The Hummon group have reported numerous drug toxicity applications
with MALDI-MSI, investigating the distribution of small molecule chemotherapeutics,[22,23] combinational drugs,[24] and immunotherapy[25] in colon carcinoma spheroid cultures.Recently, literature has debated whether tumor spheroids fully
recapitulate the heterogeneous nature of an in vivo tumor.[26] This is due to methods in which
they are cultured. Multicellular tumor spheroids (MCTS) are the most
common model formed by aggregation, rather than proliferation, via
ultralow attachment techniques. Their homogeneity negatively impacts
true biological behavior and therefore limits drug efficacy experiments.
To overcome this limitation, our group has developed a novel 3D model
which is formed via the aggregation of clonal spheroids.[27] This 3D model, termed an “aggregoid”
is cultured by isolating and aggregating tumor spheres generated from
an alginate bead culture. Similar to the spheroid model, the aggregoid
displays a gradient of oxygen and nutrients, whereby a depletion in
the core produces a hypoxic environment. This gradient was observed
by fluorescently staining the aggregoid culture, identifying a viable
outer region and a necrotic core (Supplementary Figure 1). The asymmetric nature of the aggregoid model produces
a heterogeneous tissue and therefore allows for a more morphological
representation of an in vivo tumor. The aggregoid
model can also be cultured to an approximate diameter of 1 mm, which
is large enough for in-depth spatial distribution studies.
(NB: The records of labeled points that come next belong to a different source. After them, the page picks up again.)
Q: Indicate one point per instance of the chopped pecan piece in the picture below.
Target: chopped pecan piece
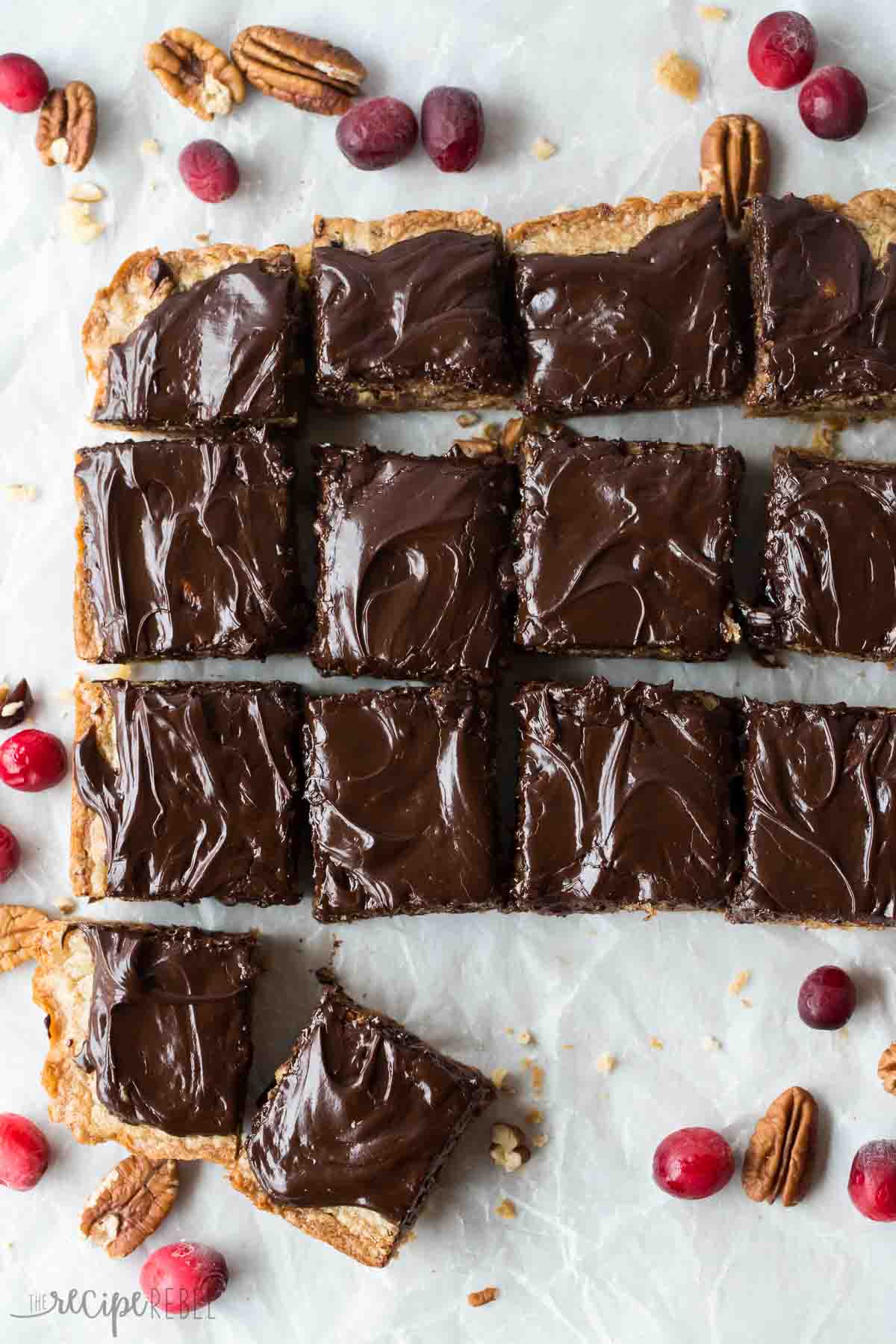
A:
(780, 1155)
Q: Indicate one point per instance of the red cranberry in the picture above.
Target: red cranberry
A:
(452, 128)
(782, 49)
(376, 134)
(827, 999)
(833, 104)
(23, 85)
(872, 1180)
(694, 1163)
(25, 1154)
(208, 171)
(183, 1277)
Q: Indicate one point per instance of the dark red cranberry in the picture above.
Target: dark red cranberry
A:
(452, 128)
(33, 761)
(208, 169)
(694, 1163)
(23, 85)
(827, 999)
(833, 104)
(376, 134)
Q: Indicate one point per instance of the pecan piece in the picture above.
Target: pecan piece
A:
(196, 73)
(307, 72)
(129, 1204)
(778, 1159)
(67, 125)
(735, 163)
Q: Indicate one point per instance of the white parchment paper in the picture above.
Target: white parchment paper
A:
(595, 1253)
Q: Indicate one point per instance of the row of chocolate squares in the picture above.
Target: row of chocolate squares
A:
(626, 799)
(187, 549)
(151, 1048)
(600, 309)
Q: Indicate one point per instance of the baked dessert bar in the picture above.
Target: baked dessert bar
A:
(149, 1035)
(821, 277)
(401, 794)
(414, 564)
(208, 336)
(187, 789)
(186, 550)
(410, 312)
(625, 549)
(356, 1128)
(829, 576)
(628, 307)
(821, 828)
(623, 799)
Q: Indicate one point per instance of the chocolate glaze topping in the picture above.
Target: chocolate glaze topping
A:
(220, 352)
(429, 308)
(188, 547)
(205, 801)
(623, 797)
(169, 1035)
(414, 570)
(366, 1115)
(625, 546)
(827, 314)
(821, 815)
(650, 327)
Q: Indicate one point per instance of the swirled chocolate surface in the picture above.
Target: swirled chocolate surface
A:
(399, 789)
(623, 797)
(205, 799)
(656, 326)
(625, 547)
(188, 547)
(414, 566)
(364, 1115)
(169, 1036)
(820, 785)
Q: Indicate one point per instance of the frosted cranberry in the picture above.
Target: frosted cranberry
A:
(376, 134)
(183, 1277)
(872, 1180)
(782, 49)
(452, 128)
(694, 1163)
(208, 171)
(827, 999)
(833, 104)
(23, 85)
(25, 1154)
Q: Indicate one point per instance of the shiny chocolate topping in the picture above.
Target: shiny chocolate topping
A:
(821, 815)
(625, 546)
(168, 1035)
(827, 314)
(429, 308)
(650, 327)
(414, 570)
(366, 1115)
(623, 797)
(829, 579)
(220, 352)
(205, 801)
(188, 547)
(399, 788)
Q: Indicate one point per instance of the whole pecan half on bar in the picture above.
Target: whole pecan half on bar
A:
(778, 1159)
(307, 72)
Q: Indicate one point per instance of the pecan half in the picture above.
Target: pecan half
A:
(735, 163)
(129, 1204)
(307, 72)
(67, 125)
(778, 1159)
(196, 73)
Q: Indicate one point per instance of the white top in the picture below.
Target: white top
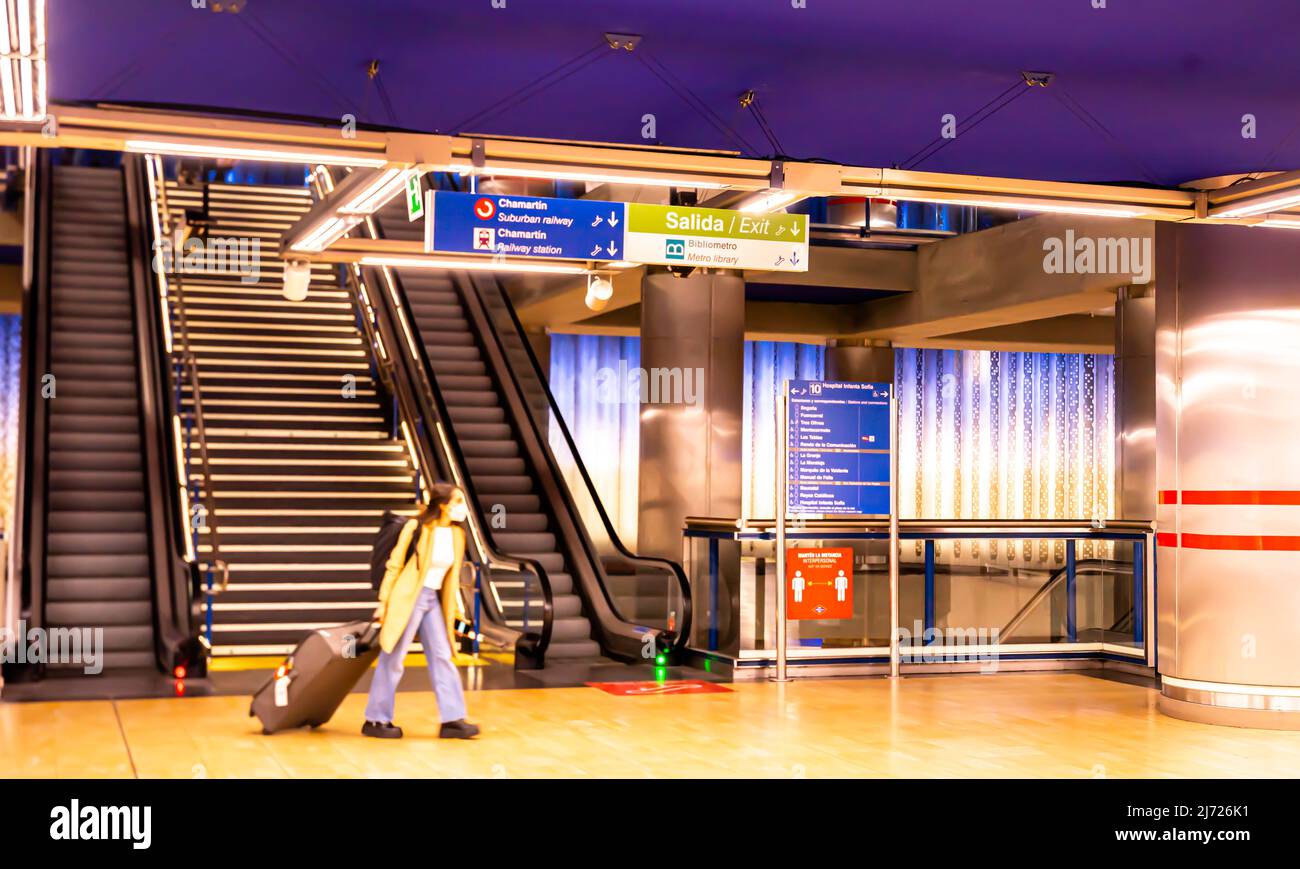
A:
(441, 557)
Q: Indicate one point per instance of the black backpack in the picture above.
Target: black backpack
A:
(390, 528)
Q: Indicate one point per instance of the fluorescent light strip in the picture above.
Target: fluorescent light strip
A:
(1100, 210)
(594, 177)
(1279, 221)
(377, 193)
(473, 266)
(187, 148)
(25, 26)
(29, 106)
(1272, 203)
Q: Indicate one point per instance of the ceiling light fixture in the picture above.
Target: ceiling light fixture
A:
(1281, 221)
(22, 66)
(376, 194)
(1027, 204)
(261, 155)
(576, 174)
(770, 200)
(1261, 206)
(472, 264)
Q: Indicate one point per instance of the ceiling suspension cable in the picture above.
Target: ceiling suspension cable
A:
(693, 100)
(536, 86)
(749, 100)
(980, 115)
(1090, 120)
(265, 35)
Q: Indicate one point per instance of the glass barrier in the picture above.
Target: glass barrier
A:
(1048, 588)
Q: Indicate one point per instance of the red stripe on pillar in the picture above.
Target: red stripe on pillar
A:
(1242, 543)
(1236, 498)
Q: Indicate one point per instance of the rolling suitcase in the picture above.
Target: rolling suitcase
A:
(313, 679)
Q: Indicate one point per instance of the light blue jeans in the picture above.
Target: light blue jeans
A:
(425, 618)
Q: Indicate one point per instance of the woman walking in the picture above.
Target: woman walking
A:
(424, 567)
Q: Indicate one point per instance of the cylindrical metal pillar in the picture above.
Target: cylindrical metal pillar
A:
(1227, 372)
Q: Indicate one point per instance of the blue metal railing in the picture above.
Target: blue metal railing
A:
(1139, 535)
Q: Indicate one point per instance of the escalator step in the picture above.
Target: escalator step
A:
(493, 485)
(102, 543)
(118, 613)
(99, 565)
(99, 588)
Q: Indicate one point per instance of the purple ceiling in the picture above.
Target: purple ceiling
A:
(1145, 90)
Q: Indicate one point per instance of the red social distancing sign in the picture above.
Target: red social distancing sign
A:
(818, 583)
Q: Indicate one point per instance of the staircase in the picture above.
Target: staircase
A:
(502, 478)
(98, 541)
(303, 459)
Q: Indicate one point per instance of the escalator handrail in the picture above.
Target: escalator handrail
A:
(1087, 566)
(683, 632)
(177, 576)
(189, 366)
(428, 403)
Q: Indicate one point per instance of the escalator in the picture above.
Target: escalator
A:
(506, 484)
(96, 550)
(495, 413)
(302, 452)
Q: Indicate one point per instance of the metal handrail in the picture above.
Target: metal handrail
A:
(187, 364)
(410, 409)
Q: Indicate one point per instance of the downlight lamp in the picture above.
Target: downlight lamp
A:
(298, 276)
(599, 290)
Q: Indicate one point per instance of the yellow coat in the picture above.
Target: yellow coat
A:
(402, 583)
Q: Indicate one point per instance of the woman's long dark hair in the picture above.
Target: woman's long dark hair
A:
(438, 497)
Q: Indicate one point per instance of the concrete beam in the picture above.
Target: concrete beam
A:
(849, 267)
(563, 302)
(997, 277)
(1073, 333)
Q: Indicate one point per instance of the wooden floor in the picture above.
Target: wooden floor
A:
(1036, 725)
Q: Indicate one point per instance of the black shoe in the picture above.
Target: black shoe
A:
(381, 730)
(458, 730)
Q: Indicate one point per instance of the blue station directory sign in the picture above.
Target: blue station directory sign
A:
(533, 227)
(837, 448)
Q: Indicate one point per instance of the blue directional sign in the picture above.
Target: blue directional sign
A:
(837, 448)
(533, 227)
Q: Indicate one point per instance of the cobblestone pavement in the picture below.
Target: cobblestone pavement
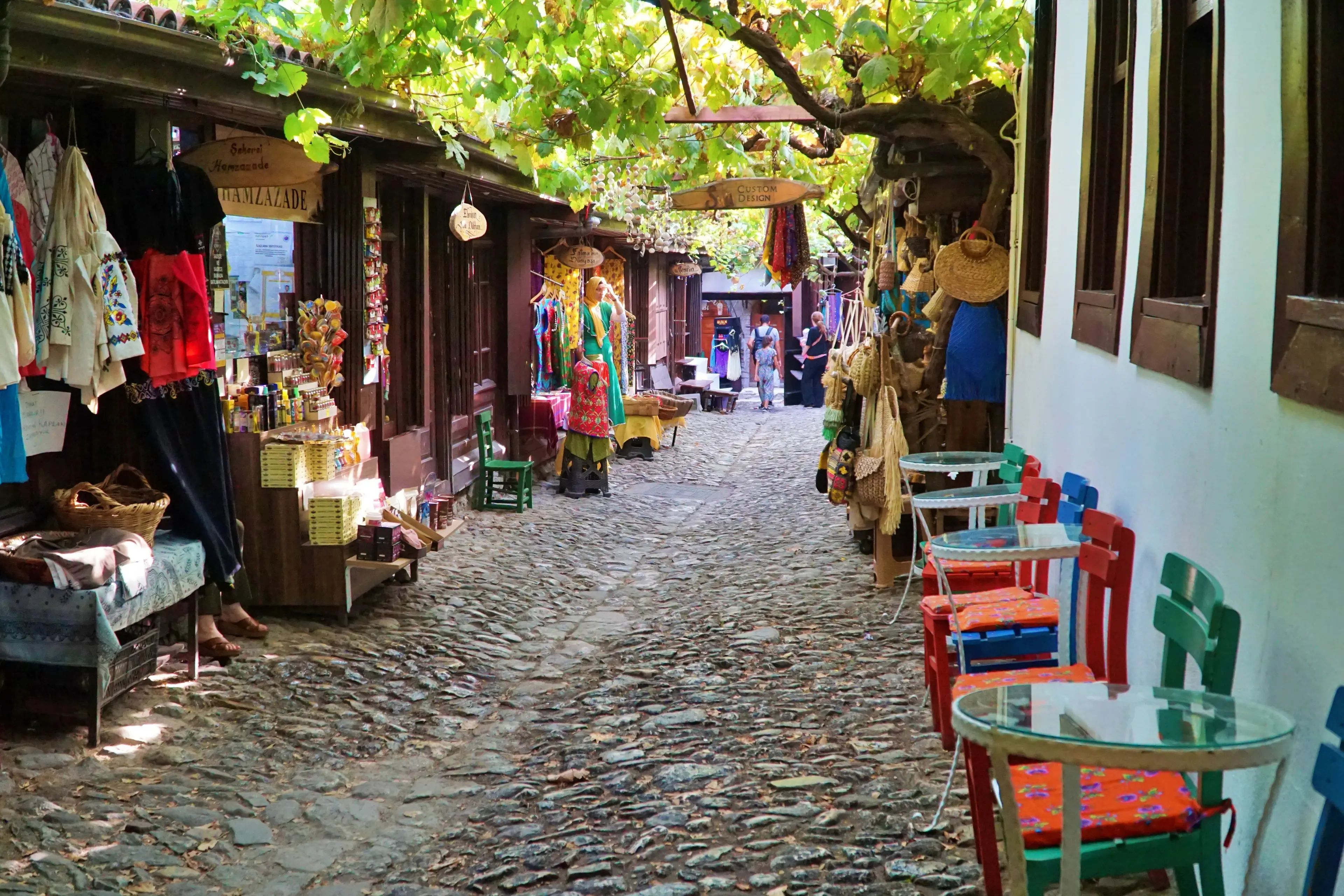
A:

MALDI-MSI
analysis of this aggregoid model was demonstrated by Palubeckaite
et al.[27] for the determination of drug
and endogenous metabolite distributions. Metabolites were localized
in regions corresponding to the hypoxic gradient, including m/z 426.1 within the core, and m/z 281.3 located within the outer areas
of an SAOS-2 osteosarcoma aggregoid. MALDI-MSI analysis was also employed
to detect doxorubicin, a major chemotherapeutic, within the core of
the SAOS-2 aggregoid and for mapping the metabolic responses to the
treatment.In this study, we have characterized a novel aggregoid
tumor model
created from HCC827 lung adenocarcinoma cells using multiple MSI modalities:
DESI-MSI, IMC, and LA-ICP-MSI. We show how the aggregoid model displays
similar phenotypical characteristics to tumor spheroid cultures, demonstrating
its potential as an in vitro research tool. Additionally,
we have identified specific molecular markers that define regions
of hypoxia and key biological processes by the analysis of metabolites,
proteins and protein modifications, and elemental compounds by their
respective imaging platforms.
Methods
3D Culture Growth
Epithelial HCC827
lung adenocarcinoma cell line (ATCC) was cultured
in Dulbecco’s modified Eagle’s medium (DMEM) (Lonza
Ltd., U.K.), supplemented with 10% fetal bovine serum (FBS) and 1%
penicillin-streptomycin (Lonza Ltd., U.K.). Aggregoids were generated
based on the method of Palubeckaite et al.,[27] as follows: Cells were maintained at 37 °C, 5% CO2 and grown to 80% confluence prior to use. To generate the initial
tumor spheres, cells were suspended in 1.2% (w/v) alginic acid (Sigma-Aldrich,
U.K.) in 0.15 M NaCl at 1 × 106 cells/mL and extruded
out of a needle into 0.2 M CaCl2 to polymerize the alginate
into beads. Beads were washed with 0.15 M NaCl before culturing in
DMEM media for 14 days to yield spheroids ∼100 μm in
diameter, and media was replaced every 72 h. Alginate beads were dissolved
in an alginate buffer (55 mM sodium citrate, 30 mM EDTA, 0.15 M NaCl)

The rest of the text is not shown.